With years to go until the project is relicensed, signs point to the monetization of water
On June 28, a group of local parties submitted a notice of intent to the Federal Energy Regulatory Commission (FERC) that states its plan to apply for a permit to take over operation of the Potter Valley Project.
The groups involved in the project are California Trout, the County of Humboldt, Mendocino County Inland Water and Power Commission (IWPC) and Sonoma Water. While the current permit for the project is held by PG&E, it announced in January that it wouldn’t be working to renew the licensing past its expiration date of 2022. The Potter Valley Project provides water to Cloverdale, so the question on many citizens’ minds is — how will this shift in power impact what happens with the city’s water?
The Potter Valley Project is a hydropower project that sits in the middle of the Eel River and Russian River watershed basins and is integral in providing water to both Mendocino County and northern Sonoma County. The project itself refers to an interbasin transfer between the Eel River and Russian River watersheds. Included in the operation are two Eel River dams (Scott Dam and Cape Horn Dam), as well as a powerhouse and water diversion facilities.
In addition to providing fish habitats and power through a powerhouse, the Potter Valley Project also provides water to communities in both Mendocino and Sonoma counties. In Sonoma County, water that’s diverted from the Eel River through Lake Pillsbury provides water to Cloverdale, Geyserville and northern Healdsburg. As such, it also serves as the water source for much of northern Sonoma County’s robust agriculture production.
The group still has to get the OK from FERC and submit its feasibility study (a process that has to be completed by April 14, 2020). Once the feasibility study is completed, FERC will decide if it wants to grant the permit to the entities filing.
Though PG&E’s license expires in 2022, IWPC chairperson Janet Pauli said that the company will likely continue to run it on a year-to-year basis until new licensing has gone through.
“To get to a place where the license transfers will probably take a number of years,” she said. “What I imagine seeing here is that PG&E is going to continue to manage and run this project. It probably will not be reliscensened by 2022 — I imagine it will take several years after 2022 and PG&E will continue to operate it on a year-to-year basis until it’s relicensed.”
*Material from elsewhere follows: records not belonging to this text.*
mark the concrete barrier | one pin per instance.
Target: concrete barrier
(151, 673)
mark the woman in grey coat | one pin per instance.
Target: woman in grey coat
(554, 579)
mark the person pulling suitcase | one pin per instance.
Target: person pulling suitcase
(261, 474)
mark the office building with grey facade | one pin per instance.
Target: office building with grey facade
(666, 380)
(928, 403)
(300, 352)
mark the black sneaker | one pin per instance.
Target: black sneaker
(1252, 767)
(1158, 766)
When the project’s license last expired in 1972 a similar process occurred, Pauli said, as PG&E went through the relicensing of the project (they had already held the license once before) they operated year-to-year before officially being granted another 50-year license of operation.
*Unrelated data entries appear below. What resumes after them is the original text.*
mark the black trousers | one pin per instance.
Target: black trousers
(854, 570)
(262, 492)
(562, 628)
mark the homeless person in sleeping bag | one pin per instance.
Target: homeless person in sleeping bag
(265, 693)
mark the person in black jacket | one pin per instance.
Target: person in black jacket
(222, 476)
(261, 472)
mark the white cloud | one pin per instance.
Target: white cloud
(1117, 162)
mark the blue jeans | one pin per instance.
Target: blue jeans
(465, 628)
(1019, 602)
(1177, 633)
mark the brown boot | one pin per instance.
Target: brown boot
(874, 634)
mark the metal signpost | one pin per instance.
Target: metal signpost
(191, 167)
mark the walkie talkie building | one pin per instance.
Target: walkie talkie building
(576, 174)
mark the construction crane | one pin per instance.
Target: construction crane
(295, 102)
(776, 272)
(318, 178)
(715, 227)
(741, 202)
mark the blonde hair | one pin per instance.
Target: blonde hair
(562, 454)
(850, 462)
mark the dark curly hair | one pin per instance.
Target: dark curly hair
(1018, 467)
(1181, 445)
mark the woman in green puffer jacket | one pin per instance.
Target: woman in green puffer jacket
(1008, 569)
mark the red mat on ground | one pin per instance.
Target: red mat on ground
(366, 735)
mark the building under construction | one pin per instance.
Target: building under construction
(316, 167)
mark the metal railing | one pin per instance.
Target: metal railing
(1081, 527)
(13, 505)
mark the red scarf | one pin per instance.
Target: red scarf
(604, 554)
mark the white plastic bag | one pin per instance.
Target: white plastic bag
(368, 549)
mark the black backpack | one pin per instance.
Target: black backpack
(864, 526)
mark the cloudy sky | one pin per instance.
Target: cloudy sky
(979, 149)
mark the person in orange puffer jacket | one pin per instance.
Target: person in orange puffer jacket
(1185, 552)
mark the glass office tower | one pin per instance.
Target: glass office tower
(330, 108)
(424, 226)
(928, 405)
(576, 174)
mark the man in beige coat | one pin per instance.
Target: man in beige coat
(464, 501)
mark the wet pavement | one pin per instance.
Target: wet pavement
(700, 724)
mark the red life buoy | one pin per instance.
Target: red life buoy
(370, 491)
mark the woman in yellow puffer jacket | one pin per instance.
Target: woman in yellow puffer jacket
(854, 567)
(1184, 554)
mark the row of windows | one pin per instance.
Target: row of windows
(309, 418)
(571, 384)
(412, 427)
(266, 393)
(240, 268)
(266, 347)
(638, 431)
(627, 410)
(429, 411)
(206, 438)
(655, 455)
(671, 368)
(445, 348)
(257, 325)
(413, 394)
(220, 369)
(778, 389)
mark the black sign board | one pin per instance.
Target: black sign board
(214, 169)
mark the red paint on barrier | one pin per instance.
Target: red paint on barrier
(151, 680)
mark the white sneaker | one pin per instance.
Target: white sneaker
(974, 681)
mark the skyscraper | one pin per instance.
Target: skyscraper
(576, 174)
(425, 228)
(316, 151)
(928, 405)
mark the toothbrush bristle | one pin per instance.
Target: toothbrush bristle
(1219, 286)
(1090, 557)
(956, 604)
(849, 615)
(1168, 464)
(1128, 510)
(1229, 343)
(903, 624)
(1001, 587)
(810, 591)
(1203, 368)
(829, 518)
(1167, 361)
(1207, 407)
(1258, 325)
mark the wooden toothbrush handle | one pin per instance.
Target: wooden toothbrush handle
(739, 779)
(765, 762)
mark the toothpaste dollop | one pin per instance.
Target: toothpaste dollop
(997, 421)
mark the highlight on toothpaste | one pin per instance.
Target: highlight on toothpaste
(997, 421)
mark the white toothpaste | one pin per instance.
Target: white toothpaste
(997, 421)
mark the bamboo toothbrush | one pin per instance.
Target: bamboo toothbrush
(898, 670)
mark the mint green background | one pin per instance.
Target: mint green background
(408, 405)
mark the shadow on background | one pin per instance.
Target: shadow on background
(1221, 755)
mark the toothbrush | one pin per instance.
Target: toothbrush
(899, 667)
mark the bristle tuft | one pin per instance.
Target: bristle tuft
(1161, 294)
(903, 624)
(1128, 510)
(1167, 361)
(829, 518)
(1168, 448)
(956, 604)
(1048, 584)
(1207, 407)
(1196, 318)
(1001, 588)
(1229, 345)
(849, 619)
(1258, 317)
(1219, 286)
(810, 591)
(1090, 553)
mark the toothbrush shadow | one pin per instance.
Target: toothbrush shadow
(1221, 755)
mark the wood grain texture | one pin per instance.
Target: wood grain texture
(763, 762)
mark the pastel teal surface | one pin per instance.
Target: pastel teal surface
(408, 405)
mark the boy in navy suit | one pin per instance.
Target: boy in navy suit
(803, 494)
If FERC accepts the entities’ intent to file and feasibility study, and grants them the license to operate the Potter Valley Project, it could be awhile before they take over operation. However, once that happens, folks in Mendocino and northern Sonoma counties may experience some changes.
“We’ve pretty much been getting our water for free,” Cloverdale Mayor Melanie Bagby said. “What I’ve been hearing is that from now on that water will likely be monetized.”
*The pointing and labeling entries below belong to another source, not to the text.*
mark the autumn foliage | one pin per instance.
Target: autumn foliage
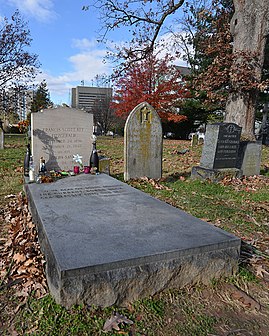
(153, 81)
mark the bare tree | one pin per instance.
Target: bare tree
(16, 63)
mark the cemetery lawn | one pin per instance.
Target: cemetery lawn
(238, 305)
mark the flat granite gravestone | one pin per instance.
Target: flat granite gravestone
(107, 243)
(58, 134)
(143, 143)
(1, 139)
(249, 157)
(221, 146)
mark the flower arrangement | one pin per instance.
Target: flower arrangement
(78, 159)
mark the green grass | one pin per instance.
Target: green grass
(191, 311)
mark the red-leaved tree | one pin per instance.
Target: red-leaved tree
(154, 81)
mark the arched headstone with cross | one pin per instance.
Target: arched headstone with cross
(143, 143)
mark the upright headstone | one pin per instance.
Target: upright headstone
(249, 157)
(194, 140)
(143, 143)
(1, 139)
(221, 146)
(58, 134)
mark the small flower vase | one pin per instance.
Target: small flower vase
(87, 169)
(76, 169)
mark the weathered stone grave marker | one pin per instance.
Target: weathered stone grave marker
(220, 151)
(58, 134)
(143, 143)
(194, 140)
(108, 243)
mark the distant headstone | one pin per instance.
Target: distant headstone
(221, 146)
(1, 139)
(143, 143)
(194, 140)
(249, 157)
(58, 134)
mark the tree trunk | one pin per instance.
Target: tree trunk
(249, 27)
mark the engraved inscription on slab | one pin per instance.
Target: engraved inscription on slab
(58, 134)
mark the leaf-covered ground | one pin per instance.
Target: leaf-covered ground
(235, 306)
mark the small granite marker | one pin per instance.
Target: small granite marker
(143, 143)
(1, 139)
(220, 152)
(221, 146)
(60, 133)
(249, 158)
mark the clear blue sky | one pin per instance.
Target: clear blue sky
(64, 37)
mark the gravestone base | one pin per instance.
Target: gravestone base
(107, 243)
(214, 175)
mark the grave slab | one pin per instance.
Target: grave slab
(107, 243)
Bagby also heads the Russian River Watershed Association.
Pauli had a similar sentiment, saying that, should they be granted the license they, “know that part of the financial burden for maintaining and running the final project will be borne by people who are dependent on the water supply.”
Another way to help fund the project would be to build up the number of people dependent on the project as a water source.
“In terms of all of Mendocino County that’s impacted and from Healdsburg north, the broader we build the base of dependency the more manageable the expense will be for everyone,” Pauli said.
The amount that they get from those using the water supply likely won’t be enough to finance repairs and keep the operation going, she said, so the joint powers are also looking at options for federal and state funding as well.
Bagby said that Cloverdale’s shouldn’t be worried about water rights.
“That’s not the problem,” she said. “It’s that if we lose water flow, our water rights are useless.”
At the city level, the possibility of increased water costs isn’t accounted for in this year’s Cloverdale city budget. However, Bagby anticipates it being incorporated as an expense on next year’s budget.
“For now what Cloverdale needs to do is understand that we need a seat at the table,” Bagby said.
Pauli said that once FERC makes its final decision regarding moving forward to partner with the entities, there will be a series of opportunities for people to make public comments relating to the project.
Along the way, both the Mendocino County Farm Bureau and the Sonoma County Farm Bureau will occasionally host public outreach talks to provide updates on where the entities are at in the application process.
“Water is something we can’t take for granted anymore,” Bagby said. “This is the time for people to start getting more real about how we use water.”